There are laws - even ethics rules - against buying votes in Congress.
Lobbyists (Jack Abramoff and others) went to prison for attempting to buy
votes and congressmen (Randy "Duke" Cunningham and Bob Ney) went to prison
for selling them.
As with so many things Congress does, the rules they make for others do not
always apply to some of its members.
In the scandalous, shortsighted sellout of American troops in Iraq, a slim
Democratic House majority passed a measure that speaker and top vote buyer
Nancy Pelosi claimed would "end the war in Iraq." The claim is preposterous
because, even if the Senate were to pass such a measure, there are
insufficient votes to override a presidential veto. One can hear the
cheering in the enemy camps, as they exhort their young suicide bombers to
kill themselves, and just a few more infidels, for Allah, because the
worldwide Islamic empire is drawing nearer.

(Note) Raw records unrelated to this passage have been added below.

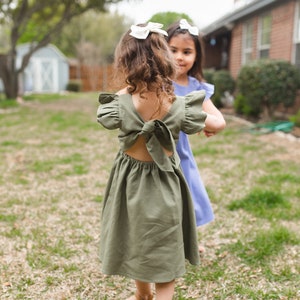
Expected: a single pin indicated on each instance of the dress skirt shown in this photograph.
(148, 224)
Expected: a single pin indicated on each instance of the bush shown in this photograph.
(296, 119)
(267, 83)
(74, 86)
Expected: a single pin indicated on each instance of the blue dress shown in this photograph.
(203, 210)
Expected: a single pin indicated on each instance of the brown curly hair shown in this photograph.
(145, 65)
(197, 69)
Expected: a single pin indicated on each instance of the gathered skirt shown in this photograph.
(148, 227)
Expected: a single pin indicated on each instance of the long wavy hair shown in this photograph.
(197, 69)
(145, 65)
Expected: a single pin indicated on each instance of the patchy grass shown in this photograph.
(55, 162)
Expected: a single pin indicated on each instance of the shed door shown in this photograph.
(45, 75)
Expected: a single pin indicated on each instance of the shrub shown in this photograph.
(267, 83)
(296, 119)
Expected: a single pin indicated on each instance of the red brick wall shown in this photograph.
(281, 36)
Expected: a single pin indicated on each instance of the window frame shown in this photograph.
(247, 37)
(266, 46)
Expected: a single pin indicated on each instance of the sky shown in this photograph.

While the Democratic "leadership" and certain of their media acolytes crow
about the "historic day" when the measure was passed, the real historic note
is how so many were willing to sell their votes for blatant self-interest.
Perhaps, knowing the measure would never become law; these "public servants"
figured they might as well grab all the pork they could get.
Attached to this bill of surrender, as chronicled by Citizens Against
Government Waste (CAGW) is $21 billion in pork to buy the votes of some
members. Among items offered in exchange for votes was $283 million for the
Milk Income Loss Contract program; $74 million for peanut storage costs;
$60.4 million for salmon fisheries; $50 million for asbestos mitigation at
the U.S. Capitol Plant; and $25 million for spinach growers. I'm surprised
no aid was provided to pet food manufacturers to help them recoup the losses
incurred after rat poison was found in their products. Oh, well, maybe next
year.
The Senate is waiting to lard on to the emergency war supplemental bill
multiple pounds of its own pork. CAGW reports that among the outrages in the
Senate measure are $24 million for sugar beet producers; $20 million for
reimbursements to Nevada for "insect damage"; $3.5 million for guided tours
of the Capitol (don't most people expect to buy tickets for such things?);
and $3 million for sugar cane and the transfer of funds from holiday
ornament sales in the Senate gift shop.